Signals Traders Are Watching Into the New York Session
The immediate tell is whether BTC holds the mVWAP level highlighted by JDK Analysis. A clean loss keeps the $60,000 retest scenario active, while holding it shifts focus to whether shorts are forced to cover into any spot-led bounce.
Open interest behavior is the second input. If OI continues rising while price pushes lower, it suggests leverage is still being added into the move, which can worsen liquidation risk around key levels.
Cross-asset correlation remains the backdrop. Traders will be watching whether US equities stay risk-off after the open, with the Nasdaq’s -1% print serving as the reference point for whether BTC weakness is being driven by the same macro tape.
Oil is the headline-sensitive variable. WTI’s next move around the ~$75 area will matter as Hormuz-related rhetoric develops, because a sustained bid in crude tends to keep pressure on risk positioning.

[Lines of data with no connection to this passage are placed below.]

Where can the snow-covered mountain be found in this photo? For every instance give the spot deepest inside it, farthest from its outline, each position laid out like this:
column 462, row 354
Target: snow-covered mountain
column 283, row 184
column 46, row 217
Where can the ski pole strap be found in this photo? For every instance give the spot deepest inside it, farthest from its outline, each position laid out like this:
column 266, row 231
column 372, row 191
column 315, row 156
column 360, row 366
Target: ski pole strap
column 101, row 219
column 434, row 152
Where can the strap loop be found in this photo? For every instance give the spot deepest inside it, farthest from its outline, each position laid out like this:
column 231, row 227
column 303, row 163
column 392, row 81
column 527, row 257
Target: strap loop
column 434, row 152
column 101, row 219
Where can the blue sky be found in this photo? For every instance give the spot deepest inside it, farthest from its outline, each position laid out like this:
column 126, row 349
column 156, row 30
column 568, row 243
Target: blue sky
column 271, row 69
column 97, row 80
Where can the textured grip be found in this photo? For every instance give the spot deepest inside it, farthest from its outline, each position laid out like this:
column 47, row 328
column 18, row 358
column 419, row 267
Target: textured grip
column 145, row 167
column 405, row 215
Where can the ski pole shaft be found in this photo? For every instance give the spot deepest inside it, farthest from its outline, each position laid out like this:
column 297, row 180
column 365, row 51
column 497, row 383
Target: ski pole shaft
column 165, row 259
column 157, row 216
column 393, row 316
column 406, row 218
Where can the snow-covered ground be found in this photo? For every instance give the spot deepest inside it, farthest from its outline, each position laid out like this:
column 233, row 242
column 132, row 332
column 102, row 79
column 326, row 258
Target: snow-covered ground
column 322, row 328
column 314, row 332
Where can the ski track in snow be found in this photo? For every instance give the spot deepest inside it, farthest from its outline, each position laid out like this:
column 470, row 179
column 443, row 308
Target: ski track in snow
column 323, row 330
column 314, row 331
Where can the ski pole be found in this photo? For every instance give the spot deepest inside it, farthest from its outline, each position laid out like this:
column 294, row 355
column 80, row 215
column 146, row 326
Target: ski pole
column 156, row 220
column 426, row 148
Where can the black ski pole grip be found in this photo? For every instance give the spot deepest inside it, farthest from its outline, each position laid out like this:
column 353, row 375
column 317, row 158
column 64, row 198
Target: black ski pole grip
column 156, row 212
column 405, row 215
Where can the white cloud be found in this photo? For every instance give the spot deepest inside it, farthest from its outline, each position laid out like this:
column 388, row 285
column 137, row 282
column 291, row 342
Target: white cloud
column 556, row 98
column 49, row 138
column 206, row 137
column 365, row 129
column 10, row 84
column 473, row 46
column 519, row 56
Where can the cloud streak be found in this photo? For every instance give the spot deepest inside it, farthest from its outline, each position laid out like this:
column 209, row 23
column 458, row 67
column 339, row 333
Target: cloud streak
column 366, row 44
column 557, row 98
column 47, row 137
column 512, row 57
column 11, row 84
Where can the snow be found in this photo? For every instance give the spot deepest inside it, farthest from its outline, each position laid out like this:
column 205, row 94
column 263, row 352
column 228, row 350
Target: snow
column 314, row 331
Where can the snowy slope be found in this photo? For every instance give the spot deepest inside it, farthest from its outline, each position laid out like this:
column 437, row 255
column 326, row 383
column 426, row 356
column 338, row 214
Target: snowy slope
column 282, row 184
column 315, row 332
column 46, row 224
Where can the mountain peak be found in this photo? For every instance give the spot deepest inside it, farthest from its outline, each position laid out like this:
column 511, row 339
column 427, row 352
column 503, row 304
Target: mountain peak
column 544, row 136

When Macro Risk-Off Meets Crowded Shorts, the Level Matters More Than the Narrative
I treat this as a tape-and-positioning problem, not a clean fundamental repricing of Bitcoin. The move toward $62,000 happened alongside a red equity open and firmer oil, which is exactly the environment where BTC trades like a risk asset and liquidity gets selective.
The threshold that matters is mVWAP. If it holds and spot demand actually shows up in New York, the setup starts to look structural rather than narrative-driven because crowded shorts and rising open interest can flip into a forced-cover bid. If it breaks, the market has already named the next magnet, and the practical difference is whether $60,000 becomes a quick liquidity sweep or the start of a deeper de-risking leg.